The ghetto in Lodz, Poland’s second largest city and major industrial center, was established on April 30, 1940. It was the second largest ghetto in the German-occupied areas and the one that was most severely insulated from its surroundings and from other ghettos. Some 164,000 Jews were interned there, to whom were added tens of thousands of Jews from the district, other Jews from the Reich, and also Sinti and Roma. The ghetto, although intended to be a temporary transit facility, lasted for more than four years after the interests of local Nazis led to a decision to exploit the Jewish labor force.
In the spring of 1940, the Lodz ghetto was sealed from the rest of the world by a wooden fence surrounded by additional barbed-wire fences. The Jews were packed into the ghetto with no electricity or water. Disease and starvation rapidly diminished their numbers.
Mordechai Chaim Rumkowski, the domineering, controversial chairman of the Lodz Judenrat, believed that labor would give the Jews an opportunity to go on living and the hope to survive. Thus, he established a multifaceted system in which the Jews of the ghetto worked for the Germans, including “Ressorts” (workshops) that employed even young children. The Germans, however, regarded the ghetto’s output as a mere pause in the task at hand – extermination.
In January 1942, deportations from Lodz to the Chelmno murder site began, where the Jews were murdered by means of gas vans.
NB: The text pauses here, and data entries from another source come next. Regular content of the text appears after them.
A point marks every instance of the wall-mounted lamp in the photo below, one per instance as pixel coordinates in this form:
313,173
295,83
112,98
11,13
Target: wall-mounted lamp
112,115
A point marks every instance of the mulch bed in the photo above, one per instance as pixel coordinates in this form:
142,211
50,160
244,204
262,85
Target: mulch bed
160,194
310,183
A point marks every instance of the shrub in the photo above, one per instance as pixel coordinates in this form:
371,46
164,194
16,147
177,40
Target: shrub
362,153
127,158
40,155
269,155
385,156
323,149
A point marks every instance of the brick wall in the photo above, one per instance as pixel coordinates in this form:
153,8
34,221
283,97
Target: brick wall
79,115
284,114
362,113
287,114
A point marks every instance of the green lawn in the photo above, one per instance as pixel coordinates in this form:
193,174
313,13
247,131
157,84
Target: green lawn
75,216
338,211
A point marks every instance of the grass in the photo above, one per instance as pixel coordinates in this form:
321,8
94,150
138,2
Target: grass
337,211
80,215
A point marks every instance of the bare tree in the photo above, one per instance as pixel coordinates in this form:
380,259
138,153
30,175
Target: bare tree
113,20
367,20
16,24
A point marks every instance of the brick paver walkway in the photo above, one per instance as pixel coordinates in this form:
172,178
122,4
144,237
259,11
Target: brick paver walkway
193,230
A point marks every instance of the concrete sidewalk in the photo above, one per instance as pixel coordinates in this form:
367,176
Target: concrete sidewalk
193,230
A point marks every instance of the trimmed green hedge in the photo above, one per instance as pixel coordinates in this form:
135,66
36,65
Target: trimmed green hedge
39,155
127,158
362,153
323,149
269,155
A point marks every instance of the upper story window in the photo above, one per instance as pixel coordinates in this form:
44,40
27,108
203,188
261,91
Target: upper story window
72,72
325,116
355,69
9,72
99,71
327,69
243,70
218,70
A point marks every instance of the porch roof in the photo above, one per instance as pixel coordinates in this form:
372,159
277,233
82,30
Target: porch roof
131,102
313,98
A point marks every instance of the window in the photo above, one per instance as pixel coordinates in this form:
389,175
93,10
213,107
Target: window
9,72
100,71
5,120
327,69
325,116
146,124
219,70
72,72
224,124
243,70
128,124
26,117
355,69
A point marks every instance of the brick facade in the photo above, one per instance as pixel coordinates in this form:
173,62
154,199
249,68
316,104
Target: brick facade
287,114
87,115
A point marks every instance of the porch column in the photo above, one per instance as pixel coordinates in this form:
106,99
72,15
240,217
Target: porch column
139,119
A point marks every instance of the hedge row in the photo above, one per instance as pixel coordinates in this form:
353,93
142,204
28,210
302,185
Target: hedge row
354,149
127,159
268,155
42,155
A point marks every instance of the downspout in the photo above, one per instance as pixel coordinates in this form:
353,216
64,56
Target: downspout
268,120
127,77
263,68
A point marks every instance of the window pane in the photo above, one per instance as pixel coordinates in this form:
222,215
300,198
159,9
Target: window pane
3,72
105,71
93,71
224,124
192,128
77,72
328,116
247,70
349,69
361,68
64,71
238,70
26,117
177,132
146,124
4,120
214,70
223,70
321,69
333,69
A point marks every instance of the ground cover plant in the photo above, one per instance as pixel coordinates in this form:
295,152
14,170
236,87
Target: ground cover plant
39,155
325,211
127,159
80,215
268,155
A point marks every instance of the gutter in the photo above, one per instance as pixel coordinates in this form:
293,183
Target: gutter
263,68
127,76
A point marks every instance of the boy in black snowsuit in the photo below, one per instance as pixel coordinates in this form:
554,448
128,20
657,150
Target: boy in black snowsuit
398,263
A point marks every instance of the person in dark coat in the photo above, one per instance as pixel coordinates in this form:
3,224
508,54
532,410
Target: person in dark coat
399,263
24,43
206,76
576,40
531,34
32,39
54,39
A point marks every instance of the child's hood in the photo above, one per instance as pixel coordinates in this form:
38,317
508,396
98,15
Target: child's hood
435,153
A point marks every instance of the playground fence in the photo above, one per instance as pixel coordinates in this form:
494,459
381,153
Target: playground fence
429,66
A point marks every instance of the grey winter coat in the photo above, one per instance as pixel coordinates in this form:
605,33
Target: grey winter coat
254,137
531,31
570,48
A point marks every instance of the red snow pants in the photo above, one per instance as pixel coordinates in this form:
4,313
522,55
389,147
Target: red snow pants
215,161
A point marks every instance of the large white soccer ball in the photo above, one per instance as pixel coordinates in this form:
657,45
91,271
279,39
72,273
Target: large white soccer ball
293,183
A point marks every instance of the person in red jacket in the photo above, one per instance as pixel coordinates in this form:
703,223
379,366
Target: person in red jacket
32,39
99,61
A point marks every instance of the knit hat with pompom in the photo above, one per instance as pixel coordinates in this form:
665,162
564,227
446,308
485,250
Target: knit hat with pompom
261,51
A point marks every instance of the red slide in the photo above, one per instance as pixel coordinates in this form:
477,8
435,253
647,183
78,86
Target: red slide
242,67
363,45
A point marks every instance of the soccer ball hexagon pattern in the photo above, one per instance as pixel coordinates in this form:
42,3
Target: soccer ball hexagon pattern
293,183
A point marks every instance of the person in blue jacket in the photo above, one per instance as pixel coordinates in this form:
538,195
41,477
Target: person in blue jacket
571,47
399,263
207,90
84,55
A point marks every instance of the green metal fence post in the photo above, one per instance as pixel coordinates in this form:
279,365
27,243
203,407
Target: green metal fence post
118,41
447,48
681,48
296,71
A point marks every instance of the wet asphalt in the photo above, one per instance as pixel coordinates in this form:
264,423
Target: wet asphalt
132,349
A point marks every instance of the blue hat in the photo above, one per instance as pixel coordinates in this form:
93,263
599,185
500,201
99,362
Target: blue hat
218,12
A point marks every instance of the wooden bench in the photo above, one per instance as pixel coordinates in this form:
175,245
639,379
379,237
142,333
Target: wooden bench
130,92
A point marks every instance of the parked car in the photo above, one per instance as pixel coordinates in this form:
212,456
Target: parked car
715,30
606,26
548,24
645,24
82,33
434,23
Rumkowski was forced to prepare lists of candidates for deportation and organize the rounding up of the Jews. He was unsuccessful in his attempts to lower the quota of Jews for deportation. By the end of the year almost half of the Jews interned in Lodz had been murdered in Chelmno. The murder of the Jews of the Lodz ghetto and the surrounding areas continued intermittently until January 1945.